Second, storage cost and data motion are the primary culprits that make these data models uneconomical. Open source tends to be profligate in these dimensions, and when you routinely operate on endless petabytes of data, it makes the entire enterprise problematic. To be fair, this is not to blame open source platforms per se, they were never designed for workloads where storage and latency costs were critical for viability. It can be done, but it was never a priority and you would design the software very differently if it was.

I will make a prediction. When software that can address sensor data models becomes a platform instead of bespoke, it will eat the lunch of a lot of adjacent data platforms that aren’t targeted at sensor data for a simple reason: the extreme operational efficiency of data infrastructure required to handle sensor data models applies just as much to any other data model, there simply hasn’t been an existential economic incentive to build it for those other data models. I've seen this happen several times; someone pays for bespoke sensor data infrastructure and realizes they can adapt it to run their large-scale web analytics (or whatever) many times faster and at a fraction of the infrastructure cost, even though it wasn't designed for it. And it works.
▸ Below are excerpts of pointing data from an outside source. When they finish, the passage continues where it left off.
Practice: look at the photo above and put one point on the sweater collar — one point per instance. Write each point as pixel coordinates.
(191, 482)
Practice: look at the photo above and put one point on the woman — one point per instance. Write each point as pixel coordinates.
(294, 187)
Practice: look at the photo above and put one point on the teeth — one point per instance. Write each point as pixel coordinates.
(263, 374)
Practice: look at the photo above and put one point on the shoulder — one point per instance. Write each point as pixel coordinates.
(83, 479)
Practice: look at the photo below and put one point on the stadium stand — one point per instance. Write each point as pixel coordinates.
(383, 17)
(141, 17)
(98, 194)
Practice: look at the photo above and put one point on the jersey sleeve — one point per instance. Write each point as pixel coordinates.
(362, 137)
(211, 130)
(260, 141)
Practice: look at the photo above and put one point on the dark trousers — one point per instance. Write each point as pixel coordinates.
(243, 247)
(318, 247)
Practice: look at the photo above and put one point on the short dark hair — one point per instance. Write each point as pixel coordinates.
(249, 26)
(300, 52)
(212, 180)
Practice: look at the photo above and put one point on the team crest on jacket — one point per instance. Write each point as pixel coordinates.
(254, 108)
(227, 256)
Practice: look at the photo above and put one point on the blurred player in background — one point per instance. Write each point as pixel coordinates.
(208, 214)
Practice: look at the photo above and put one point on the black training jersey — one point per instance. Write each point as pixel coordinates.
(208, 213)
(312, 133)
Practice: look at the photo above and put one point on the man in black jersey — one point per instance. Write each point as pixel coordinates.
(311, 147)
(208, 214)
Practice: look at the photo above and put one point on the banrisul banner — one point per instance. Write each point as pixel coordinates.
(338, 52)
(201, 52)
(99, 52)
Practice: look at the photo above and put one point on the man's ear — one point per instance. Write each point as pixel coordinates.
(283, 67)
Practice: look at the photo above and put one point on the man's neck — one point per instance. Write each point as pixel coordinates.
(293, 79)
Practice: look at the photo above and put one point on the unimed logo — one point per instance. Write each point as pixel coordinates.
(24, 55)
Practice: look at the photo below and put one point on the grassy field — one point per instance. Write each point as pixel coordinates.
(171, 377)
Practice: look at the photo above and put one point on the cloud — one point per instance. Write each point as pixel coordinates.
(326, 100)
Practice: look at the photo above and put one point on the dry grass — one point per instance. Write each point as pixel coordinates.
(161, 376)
>> Almost no one provides tooling and platforms that address it

I think this is due to the nature of the mentioned companies are not being too common (yet?). There are tools and systems that you can use, especially from high frequency trading which has somewhat similar challenges. KDB+ and co. would be my first stop to check if there is something that I could use. The question is the financial structure and scaling of the problem, to determine if these tools are in game. There are other interesting projects in the space:

- https://github.com/real-logic/aeron

- https://lmax-exchange.github.io/disruptor/

Of course these are not exactly what you need, long term storage and querying (like KDB) is largely unsolved.

The other tools that you might be referring to by "most of the opensource platforms" indeed are not capable doing this. I spent the last 10 years on optimizing such platforms but it is not even remotely close to what you need, you (or anybody who thinks these could be optimized) are wasting your time.